Rz. 82

Für die Erziehung des Kindes enthält das Gesetz in § 1626 Abs. 2 S. 1, 2 BGB zwei Grundsätze:

die Mitwirkung des Kindes an der Entwicklung seiner Persönlichkeit im Sinne einer Partnerschaft im Eltern-Kind-Verhältnis sowie
das Gebot zum Dialog.

§ 1626 Abs. 2 BGB hebt die Verpflichtung der Eltern hervor, das Kind zu selbstständigem Handeln zu erziehen. Dabei ist es Bestandteil der partnerschaftlichen Erziehung, das Kind nach seinem Entwicklungsstand an den Fragen der elterlichen Sorge zu beteiligen.[279] Hierzu gehört auch, dass dem Kind in religiösen Angelegenheiten eine Mitentscheidungskompetenz eingeräumt wird, das Kind also nicht zwingend der Glaubensausrichtung seiner Eltern folgen muss.[280] Nur auf diesem Weg kann erreicht werden, dass das Kind bereits frühzeitig lernt, eigenverantwortlich an seinem Entwicklungsprozess mitzuwirken.

 

Rz. 83

Die Eltern haben die Verpflichtung, der Tatsache Rechnung zu tragen, dass das Kind eine wachsende Fähigkeit und ein steigendes Bedürfnis hat, selbstständig und verantwortungsbewusst zu handeln. In diesem Kontext obliegt es den Eltern, Fragen der elterlichen Sorge mit dem Kind zu besprechen, soweit dies nach dem Entwicklungsstand des Kindes angezeigt ist. Nach dem aus § 1626 Abs. 2 S. 2 BGB folgenden Dialoggebot ist Einvernehmen anzustreben, auch wenn letztendlich die Entscheidung dem Sorgeberechtigten obliegt.[281] Dieser hat grundsätzlich bis zur Volljährigkeit des Kindes die Verantwortung und damit auch den Vorrang in allen Erziehungsfragen.[282]

 

Rz. 84

Diese Kompetenz der Sorgeberechtigten wird im Ausgangspunkt durch das Wächteramt des Staates nicht eingegrenzt. Der Staat darf Eltern nicht zu einer bestimmten Art und Weise der Erziehung ihrer Kinder drängen. Die Entscheidung darüber, welches Leitbild sie ihrer Erziehung zugrunde legen möchten, überlässt der Verfassungsgeber den Eltern selbst.[283] Soweit sich dadurch möglicherweise auch Nachteile für das Kind ergeben, sind diese – sofern hierdurch das Kindeswohl nicht gefährdet wird (siehe dazu Rdn 178 ff.) – hinzunehmen.[284]

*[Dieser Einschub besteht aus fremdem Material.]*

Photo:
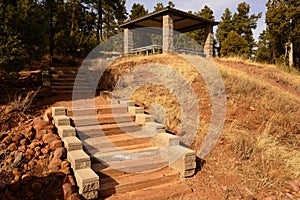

[279] OLG Karlsruhe FamRZ 1989, 1322.
[280] AG Tempelhof-Kreuzberg FamRZ 2009, 987.
[281] Zum Briefgeheimnis bei Kindern, wenn die Inhalte der Briefe möglicherweise das Wohl des Kindes beeinträchtigen können, siehe DIJuF-Rechtsgutachten JAmt 2014, 261.
[282] BayObLG FamRZ 1997, 954.
[283] BVerfG FamRZ 1999, 285.
[284] BayObLG FamRZ 1997, 954.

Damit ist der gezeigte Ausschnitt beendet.